Baktun 13: A Guatemalan Cultural Festival

Calendario Maya/Foto Smithsonian.

Friday – Sunday, December 14-16, 2012

10:00 AM – 5:00 PM

Potomac Atrium and various museum locations

Baktun 13 looks at the end of the current Maya calendar cycle on Dec. 21 and at the new calendar cycle with a series of lectures and traditional Mayan celebratory foods, music, and dance.

Learn about the Mayan glyph Baktun 13 as presented in a Guatemalan sawdust carpet, the museum’s new education website exploring the myths and facts of the Mayan calendar system, and research by leading Maya scholars.

 

Maya from the Inside: The 13 B’ak’tun as Challenge to the Western Mind

Victor Montejo (Jakaltek Maya)

 

Saturday, December 15, 2012

2:00 PM

Rasmuson Theater with simultaneous webcast

December 21, 2012, signals the much-anticipated passing of the “13 B’ak’tun” in the ancient American indigenous system of time keeping.  As we approach the Mayan Calendar day that marks the turn of eras, Dr. Victor Montejo offers a fascinating presentation on the deep meaning of millennial Maya culture and history from the perspective of a noted Native scholar and author.

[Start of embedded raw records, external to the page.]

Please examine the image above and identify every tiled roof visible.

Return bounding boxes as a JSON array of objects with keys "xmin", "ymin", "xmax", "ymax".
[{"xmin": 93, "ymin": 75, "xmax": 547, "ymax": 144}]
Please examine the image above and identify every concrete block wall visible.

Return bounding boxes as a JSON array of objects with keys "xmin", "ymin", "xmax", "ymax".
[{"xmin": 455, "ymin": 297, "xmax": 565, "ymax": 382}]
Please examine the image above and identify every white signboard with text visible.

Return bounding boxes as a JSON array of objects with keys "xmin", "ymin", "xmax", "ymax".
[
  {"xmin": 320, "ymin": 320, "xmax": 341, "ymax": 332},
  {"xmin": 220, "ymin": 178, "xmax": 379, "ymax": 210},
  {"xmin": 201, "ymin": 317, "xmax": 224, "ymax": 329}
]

Victor Montejo is a Jakaltek Maya originally from Guatemala. Previously a professor and chair of the Native American Studies Department at the University of California, Davis, Dr. Montejo now lives in Guatemala.  He was formerly Minister of Peace in the Guatemalan Republic.  Montejo also served as a member of the Guatemalan National Congress from 2004 to 2008.

Víctor Montejo/Foto Smithsonian.

An internationally recognized author, Montejo’s major publications include Testimony: Death of a Guatemalan Village; Voices from Exile: Violence and Survival in Modern Maya History; Maya Intellectual Renaissance: Critical Essays on Identity, Representation and Leadership; Popol Vuh: Sacred Book of the Mayas; and Q’anil: Man of Lightning. His current projects focus on indigenous migration and transnationalism, as well as in developing a curriculum in Native knowledge and epistemology in his new manuscript, Mayalogue: An Interactionist Theory of Indigenous Cultures.